A common security issue is caused by good programming practices. During the development phase of web applications, developers will comment their code. This is very useful during this phase, as it helps with understanding the code and will serve as useful reminders for various reasons. However, when the web application is ready to be deployed in a production environment, it is best practice to remove all these comments as they may prove useful to an attacker.

This recipe will use a combination of Requests and BeautifulSoup in order to search a URL for comments, as well as searching for links on the page and searching those subsequent URLs for comments as well. The technique of following links from a page and analysing those URLs is known as spidering.

How to do it…

The following script will scrape a URL for comments and links in the source code. It will then also perform limited spidering and search linked URLs for comments:

import requests
import re

from bs4 import BeautifulSoup
import sys

if len(sys.argv) !=2:
    print "usage: %s targeturl" % (sys.argv[0])
    sys.exit(0)

urls = []

tarurl = sys.argv[1]
url = requests.get(tarurl)
comments = re.findall('<!--(.*)-->',url.text)
print "Comments on page: "+tarurl
for comment in comments:
    print comment

soup = BeautifulSoup(url.text)
for line in soup.find_all('a'):
    newline = line.get('href')
    try:
        if newline[:4] == "http":
            if tarurl in newline:
                urls.append(str(newline))
        elif newline[:1] == "/":
            combline = tarurl+newline
            urls.append(str(combline))
    except:
        pass
        print "failed"
for uurl in urls:
    print "Comments on page: "+uurl
    url = requests.get(uurl)
    comments = re.findall('<!--(.*)-->',url.text)
    for comment in comments:
        print comment

How it works…

After the initial import of the necessary modules and setting up of variables, the script first gets the source code of the target URL.

You may have noticed that for Beautifulsoup, we have the following line:

from bs4 import BeautifulSoup

This is so that when we use BeautifulSoup, we just have to type BeautifulSoup instead of bs4.BeautifulSoup.

It then searches for all instances of HTML comments and prints them out:

url = requests.get(tarurl)
comments = re.findall('<!--(.*)-->',url.text)
print "Comments on page: "+tarurl
for comment in comments:
    print comment

The script will then use Beautifulsoup in order to scrape the source code for any instances of absolute (starting with http) and relative (starting with /) links:

if newline[:4] == "http":
            if tarurl in newline:
                urls.append(str(newline))
        elif newline[:1] == "/":
            combline = tarurl+newline
            urls.append(str(combline))

Once the script has collated a list of URLs linked to from the page, it will then search each page for HTML comments.

There's more…

This recipe shows a basic example of comment scraping and spidering.
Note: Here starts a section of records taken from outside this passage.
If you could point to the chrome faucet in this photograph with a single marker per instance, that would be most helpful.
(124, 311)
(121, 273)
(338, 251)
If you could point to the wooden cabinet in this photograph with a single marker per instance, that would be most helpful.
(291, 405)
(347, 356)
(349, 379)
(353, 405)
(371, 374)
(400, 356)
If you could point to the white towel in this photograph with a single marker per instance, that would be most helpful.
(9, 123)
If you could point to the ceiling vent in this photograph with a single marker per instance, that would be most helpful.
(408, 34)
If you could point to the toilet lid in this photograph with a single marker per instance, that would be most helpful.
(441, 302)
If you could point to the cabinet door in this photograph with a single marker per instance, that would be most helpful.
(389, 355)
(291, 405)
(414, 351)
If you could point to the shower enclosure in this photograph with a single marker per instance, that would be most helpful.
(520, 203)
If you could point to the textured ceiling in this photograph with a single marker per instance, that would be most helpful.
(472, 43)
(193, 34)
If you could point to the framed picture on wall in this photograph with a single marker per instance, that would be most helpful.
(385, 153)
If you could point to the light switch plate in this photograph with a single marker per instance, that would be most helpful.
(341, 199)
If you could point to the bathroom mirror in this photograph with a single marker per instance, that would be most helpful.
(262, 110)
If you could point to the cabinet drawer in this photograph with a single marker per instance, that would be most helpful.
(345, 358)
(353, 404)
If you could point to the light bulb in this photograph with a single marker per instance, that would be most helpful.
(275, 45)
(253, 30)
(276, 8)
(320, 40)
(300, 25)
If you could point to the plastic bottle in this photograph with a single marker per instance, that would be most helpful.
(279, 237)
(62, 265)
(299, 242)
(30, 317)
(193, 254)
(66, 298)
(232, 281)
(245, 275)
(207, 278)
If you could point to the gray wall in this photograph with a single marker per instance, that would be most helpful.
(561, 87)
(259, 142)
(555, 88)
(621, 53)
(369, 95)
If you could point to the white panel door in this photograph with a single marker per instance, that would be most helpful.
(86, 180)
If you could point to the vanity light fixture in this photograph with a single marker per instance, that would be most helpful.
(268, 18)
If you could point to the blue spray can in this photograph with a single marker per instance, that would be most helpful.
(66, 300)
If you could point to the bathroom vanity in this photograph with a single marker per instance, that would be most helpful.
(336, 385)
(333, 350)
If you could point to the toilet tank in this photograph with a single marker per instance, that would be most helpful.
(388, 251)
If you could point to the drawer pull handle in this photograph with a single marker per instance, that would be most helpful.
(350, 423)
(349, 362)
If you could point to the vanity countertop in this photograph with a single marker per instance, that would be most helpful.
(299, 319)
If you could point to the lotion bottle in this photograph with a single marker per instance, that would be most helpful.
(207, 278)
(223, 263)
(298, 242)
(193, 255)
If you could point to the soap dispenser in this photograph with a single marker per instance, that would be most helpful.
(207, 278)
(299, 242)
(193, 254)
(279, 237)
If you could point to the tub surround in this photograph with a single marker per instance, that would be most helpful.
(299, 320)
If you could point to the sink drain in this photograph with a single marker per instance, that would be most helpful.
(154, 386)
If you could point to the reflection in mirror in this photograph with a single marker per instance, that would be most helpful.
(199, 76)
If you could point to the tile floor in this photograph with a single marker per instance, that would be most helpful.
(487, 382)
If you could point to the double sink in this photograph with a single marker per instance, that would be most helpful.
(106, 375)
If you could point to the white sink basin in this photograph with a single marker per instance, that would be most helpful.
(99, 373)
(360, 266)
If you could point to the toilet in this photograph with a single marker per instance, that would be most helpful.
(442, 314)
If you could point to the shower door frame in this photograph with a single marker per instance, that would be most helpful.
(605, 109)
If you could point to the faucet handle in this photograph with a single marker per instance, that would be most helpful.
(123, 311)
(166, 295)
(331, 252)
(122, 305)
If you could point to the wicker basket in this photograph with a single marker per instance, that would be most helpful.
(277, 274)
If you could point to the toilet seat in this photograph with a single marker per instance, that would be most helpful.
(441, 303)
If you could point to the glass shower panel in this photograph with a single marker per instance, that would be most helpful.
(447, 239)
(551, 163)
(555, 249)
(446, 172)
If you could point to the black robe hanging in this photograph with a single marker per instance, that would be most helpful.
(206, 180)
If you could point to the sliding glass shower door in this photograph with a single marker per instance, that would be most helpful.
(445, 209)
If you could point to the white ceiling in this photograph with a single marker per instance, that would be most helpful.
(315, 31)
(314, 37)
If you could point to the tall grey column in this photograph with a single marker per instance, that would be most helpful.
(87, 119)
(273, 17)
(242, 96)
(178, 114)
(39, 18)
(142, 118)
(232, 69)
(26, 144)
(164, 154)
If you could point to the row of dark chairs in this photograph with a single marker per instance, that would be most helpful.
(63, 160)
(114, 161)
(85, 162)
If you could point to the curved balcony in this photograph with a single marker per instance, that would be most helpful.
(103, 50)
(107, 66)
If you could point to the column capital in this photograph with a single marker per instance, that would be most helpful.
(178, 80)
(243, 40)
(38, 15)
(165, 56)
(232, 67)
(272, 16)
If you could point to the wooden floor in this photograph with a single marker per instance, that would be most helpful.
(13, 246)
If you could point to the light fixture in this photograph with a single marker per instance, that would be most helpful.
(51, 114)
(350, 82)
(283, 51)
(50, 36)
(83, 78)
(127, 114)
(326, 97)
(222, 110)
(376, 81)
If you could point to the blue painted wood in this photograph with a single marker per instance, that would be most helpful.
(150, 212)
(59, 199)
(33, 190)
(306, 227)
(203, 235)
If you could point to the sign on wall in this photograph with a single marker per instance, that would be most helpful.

It is possible to add more intelligence to this recipe to suit your needs. For instance, you may want to account for relative links that use start with . or .. to denote the current and parent directories.

You can also add more control to the spidering part. You could extract the domain from the supplied target URL and create a filter that does not scrape links for domains external to the target. This is especially useful for professional engagements where you need to adhere to a scope of targets.